Ces questions techniques ne sont pas directement l'objet du traité, qui ne traite pas du détail des coopérations. C'est une enveloppe à remplir, la coopération sera ce que le traité produira.
Je ferai trois observations. En premier lieu, M. Christian Masset, notre ambassadeur en Italie, quittera prochainement son poste. M. Masset est un diplomate d'une extraordinaire qualité. Il a été la cheville ouvrière d'une relation de plus en plus étroite entre notre commission et la commission des affaires étrangères siégeant au Palais Montecitorio, enceinte de la Chambre des députés italiens. Il est de ces diplomates qui attachent de l'importance à la démocratie parlementaire et à l'intensification de la coopération entre les parlementaires comme instrument d'une confiance réciproque, sans cesse renforcée, entre nos deux pays. Je voudrais, au nom de vous tous, lui rendre un très solennel hommage.

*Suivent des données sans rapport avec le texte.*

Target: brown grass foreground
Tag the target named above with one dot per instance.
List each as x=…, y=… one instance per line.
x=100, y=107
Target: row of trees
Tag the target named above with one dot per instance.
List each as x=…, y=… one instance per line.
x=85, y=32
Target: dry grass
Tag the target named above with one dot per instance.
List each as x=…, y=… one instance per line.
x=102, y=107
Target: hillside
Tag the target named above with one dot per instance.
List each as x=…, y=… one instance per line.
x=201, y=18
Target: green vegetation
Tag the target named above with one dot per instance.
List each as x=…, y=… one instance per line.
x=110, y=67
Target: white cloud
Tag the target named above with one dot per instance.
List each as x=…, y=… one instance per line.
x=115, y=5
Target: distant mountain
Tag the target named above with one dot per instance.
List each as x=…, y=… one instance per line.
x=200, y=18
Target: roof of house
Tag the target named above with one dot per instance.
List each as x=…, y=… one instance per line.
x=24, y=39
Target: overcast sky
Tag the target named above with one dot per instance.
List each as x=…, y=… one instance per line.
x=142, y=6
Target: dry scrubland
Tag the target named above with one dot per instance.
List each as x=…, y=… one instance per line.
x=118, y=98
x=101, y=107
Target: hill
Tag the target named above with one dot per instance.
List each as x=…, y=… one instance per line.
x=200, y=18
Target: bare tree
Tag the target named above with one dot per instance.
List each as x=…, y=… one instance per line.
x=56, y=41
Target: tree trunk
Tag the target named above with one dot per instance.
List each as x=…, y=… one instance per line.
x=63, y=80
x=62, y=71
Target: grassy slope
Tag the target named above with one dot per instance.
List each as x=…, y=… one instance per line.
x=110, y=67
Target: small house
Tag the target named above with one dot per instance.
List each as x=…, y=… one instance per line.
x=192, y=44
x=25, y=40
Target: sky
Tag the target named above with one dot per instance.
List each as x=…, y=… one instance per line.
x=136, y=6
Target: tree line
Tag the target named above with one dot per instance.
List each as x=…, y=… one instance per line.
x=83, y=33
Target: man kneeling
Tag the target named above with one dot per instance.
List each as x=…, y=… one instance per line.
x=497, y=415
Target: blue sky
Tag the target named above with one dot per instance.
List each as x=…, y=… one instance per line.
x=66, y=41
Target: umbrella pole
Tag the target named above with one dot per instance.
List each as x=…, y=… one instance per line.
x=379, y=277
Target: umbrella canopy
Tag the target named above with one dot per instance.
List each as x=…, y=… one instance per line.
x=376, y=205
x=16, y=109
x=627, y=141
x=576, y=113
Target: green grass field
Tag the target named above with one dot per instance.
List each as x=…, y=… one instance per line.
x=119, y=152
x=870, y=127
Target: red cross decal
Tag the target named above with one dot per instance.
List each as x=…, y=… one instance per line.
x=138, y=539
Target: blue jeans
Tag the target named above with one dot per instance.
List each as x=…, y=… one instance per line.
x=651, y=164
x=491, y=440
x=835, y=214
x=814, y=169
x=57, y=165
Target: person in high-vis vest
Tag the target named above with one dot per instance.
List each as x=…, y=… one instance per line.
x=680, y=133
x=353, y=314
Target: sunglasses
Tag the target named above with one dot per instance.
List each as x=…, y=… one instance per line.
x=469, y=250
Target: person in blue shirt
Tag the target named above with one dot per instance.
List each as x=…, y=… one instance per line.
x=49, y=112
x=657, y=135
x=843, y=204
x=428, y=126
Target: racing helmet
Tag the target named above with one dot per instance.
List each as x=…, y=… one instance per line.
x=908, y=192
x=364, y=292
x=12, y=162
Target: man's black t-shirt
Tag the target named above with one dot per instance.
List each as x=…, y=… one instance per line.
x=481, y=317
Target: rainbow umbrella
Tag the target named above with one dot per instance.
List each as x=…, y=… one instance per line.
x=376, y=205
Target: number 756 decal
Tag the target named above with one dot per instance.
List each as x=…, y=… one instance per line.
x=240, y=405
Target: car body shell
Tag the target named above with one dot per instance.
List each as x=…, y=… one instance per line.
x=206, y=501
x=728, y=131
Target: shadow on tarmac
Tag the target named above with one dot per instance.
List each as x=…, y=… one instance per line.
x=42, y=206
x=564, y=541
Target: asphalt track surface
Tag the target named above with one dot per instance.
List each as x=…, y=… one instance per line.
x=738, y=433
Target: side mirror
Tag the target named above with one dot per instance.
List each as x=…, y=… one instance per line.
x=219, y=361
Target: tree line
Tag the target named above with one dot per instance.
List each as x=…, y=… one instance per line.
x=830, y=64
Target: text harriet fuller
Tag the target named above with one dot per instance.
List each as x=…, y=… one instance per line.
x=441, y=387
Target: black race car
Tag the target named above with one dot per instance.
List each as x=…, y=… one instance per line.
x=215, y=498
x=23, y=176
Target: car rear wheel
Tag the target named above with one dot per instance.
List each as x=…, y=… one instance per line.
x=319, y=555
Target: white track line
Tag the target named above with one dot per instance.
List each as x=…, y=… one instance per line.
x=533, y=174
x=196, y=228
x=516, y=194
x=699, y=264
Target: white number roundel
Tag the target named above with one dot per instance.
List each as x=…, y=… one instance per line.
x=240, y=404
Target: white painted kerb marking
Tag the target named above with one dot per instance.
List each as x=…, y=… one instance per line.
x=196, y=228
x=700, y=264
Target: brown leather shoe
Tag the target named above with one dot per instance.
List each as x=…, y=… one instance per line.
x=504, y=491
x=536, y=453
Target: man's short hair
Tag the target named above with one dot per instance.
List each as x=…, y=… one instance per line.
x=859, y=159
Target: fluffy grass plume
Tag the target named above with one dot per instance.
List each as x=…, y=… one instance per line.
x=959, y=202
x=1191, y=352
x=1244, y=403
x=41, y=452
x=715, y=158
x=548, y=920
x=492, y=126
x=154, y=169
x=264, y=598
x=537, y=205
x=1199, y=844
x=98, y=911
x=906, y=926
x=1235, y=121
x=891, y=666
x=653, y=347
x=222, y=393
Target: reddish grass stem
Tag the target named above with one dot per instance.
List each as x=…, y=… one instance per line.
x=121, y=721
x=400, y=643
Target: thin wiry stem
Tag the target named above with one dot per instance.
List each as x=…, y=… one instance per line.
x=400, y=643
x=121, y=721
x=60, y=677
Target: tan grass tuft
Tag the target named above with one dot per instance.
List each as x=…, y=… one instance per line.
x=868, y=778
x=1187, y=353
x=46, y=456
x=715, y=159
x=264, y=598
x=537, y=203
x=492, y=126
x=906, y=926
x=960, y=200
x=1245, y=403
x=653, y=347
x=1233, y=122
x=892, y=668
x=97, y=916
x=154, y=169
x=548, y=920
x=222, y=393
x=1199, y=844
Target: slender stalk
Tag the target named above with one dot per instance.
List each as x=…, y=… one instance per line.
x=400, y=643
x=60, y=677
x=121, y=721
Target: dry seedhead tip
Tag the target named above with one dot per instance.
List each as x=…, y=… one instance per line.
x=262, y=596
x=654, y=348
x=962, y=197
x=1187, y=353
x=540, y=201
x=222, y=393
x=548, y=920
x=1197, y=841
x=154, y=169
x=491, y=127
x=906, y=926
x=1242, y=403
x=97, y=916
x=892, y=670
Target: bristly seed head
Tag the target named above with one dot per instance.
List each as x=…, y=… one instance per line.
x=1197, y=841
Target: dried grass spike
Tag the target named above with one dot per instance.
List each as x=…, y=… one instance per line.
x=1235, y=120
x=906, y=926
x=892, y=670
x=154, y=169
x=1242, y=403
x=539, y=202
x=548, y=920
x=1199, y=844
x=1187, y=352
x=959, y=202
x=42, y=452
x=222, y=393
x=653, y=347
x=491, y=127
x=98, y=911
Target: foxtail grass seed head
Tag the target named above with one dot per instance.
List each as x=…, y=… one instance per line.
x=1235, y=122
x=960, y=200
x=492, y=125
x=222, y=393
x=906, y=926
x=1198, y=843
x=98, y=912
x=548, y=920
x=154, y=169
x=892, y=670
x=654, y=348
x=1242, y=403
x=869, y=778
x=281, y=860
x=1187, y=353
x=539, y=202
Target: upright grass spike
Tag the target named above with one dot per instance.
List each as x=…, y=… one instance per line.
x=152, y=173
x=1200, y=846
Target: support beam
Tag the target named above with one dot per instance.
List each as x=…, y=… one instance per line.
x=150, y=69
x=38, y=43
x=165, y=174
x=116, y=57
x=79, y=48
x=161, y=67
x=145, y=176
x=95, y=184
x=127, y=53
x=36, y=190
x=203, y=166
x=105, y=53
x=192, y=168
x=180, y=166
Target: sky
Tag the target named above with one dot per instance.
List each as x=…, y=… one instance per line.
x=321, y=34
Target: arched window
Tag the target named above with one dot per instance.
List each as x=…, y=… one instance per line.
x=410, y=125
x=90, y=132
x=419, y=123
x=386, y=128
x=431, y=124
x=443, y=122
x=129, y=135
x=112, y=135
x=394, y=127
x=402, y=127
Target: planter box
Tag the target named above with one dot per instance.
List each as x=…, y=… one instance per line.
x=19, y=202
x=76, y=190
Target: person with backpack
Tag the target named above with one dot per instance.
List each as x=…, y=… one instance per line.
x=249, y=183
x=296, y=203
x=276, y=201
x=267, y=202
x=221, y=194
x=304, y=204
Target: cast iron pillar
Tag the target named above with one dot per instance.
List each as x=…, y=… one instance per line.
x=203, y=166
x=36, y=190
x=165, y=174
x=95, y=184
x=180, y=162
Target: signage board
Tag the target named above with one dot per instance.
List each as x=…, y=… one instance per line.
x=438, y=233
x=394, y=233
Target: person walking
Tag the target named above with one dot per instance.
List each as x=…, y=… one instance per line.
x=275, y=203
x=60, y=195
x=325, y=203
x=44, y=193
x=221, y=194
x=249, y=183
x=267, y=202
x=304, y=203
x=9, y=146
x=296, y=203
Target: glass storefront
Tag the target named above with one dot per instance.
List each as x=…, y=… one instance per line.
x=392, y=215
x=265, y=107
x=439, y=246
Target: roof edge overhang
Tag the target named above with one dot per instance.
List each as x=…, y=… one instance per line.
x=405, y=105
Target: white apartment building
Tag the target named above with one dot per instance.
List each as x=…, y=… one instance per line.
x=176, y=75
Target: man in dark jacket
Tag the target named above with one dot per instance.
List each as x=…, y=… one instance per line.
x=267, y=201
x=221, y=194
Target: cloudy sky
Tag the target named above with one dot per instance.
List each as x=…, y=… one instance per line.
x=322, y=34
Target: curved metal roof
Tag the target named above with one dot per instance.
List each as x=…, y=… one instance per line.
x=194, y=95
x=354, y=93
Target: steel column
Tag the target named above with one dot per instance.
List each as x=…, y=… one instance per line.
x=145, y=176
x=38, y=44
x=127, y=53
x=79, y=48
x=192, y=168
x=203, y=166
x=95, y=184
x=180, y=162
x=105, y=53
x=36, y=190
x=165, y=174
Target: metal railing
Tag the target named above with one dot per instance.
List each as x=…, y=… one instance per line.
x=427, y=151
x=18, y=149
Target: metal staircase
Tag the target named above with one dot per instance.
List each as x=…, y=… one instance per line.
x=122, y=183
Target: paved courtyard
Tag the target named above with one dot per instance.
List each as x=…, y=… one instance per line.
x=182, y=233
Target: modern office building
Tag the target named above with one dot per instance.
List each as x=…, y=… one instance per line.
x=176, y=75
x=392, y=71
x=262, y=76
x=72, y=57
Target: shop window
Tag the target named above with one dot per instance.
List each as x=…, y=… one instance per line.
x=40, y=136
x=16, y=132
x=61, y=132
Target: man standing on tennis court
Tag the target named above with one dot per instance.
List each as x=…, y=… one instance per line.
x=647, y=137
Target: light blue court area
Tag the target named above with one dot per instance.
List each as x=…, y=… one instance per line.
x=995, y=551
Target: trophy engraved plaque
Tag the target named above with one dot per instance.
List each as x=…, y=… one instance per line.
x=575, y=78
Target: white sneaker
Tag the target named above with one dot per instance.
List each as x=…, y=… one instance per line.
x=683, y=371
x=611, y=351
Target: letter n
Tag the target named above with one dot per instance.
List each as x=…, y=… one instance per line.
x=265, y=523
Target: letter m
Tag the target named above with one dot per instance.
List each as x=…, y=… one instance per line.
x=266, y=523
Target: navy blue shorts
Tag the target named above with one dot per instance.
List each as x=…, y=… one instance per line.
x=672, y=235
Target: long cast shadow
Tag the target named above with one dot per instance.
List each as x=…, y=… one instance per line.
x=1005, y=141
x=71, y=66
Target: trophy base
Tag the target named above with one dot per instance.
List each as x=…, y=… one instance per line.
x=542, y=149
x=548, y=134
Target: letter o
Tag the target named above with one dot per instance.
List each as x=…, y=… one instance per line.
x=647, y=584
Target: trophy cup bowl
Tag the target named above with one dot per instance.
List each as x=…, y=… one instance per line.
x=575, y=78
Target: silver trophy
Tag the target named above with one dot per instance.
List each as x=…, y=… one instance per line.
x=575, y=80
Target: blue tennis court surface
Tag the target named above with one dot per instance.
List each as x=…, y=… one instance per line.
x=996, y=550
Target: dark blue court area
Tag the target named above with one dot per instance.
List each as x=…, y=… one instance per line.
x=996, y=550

En deuxième lieu, l'affaire des « terroristes » non extradés est extrêmement délicate. En effet, la décision de la justice contredit explicitement l'intention du Président de la République et du gouvernement français. Les socialistes m'ont souvent dit qu'on ne pouvait pas vraiment invoquer la doctrine Mitterrand, car François Mitterrand, même s'il n'a pas systématiquement mis en pratique cette réserve, en a toujours exclu les crimes de sang. Dans les faits, toutefois, les personnes en question n'ont pas été extradées. Le Président de la République et le garde des Sceaux ont dit, dans des termes extrêmement nets, leur réserve quant à cette décision de justice, ce qui a suscité des réactions compréhensibles au nom de la séparation des pouvoirs ou, pour le dire plus exactement, de la séparation des autorités.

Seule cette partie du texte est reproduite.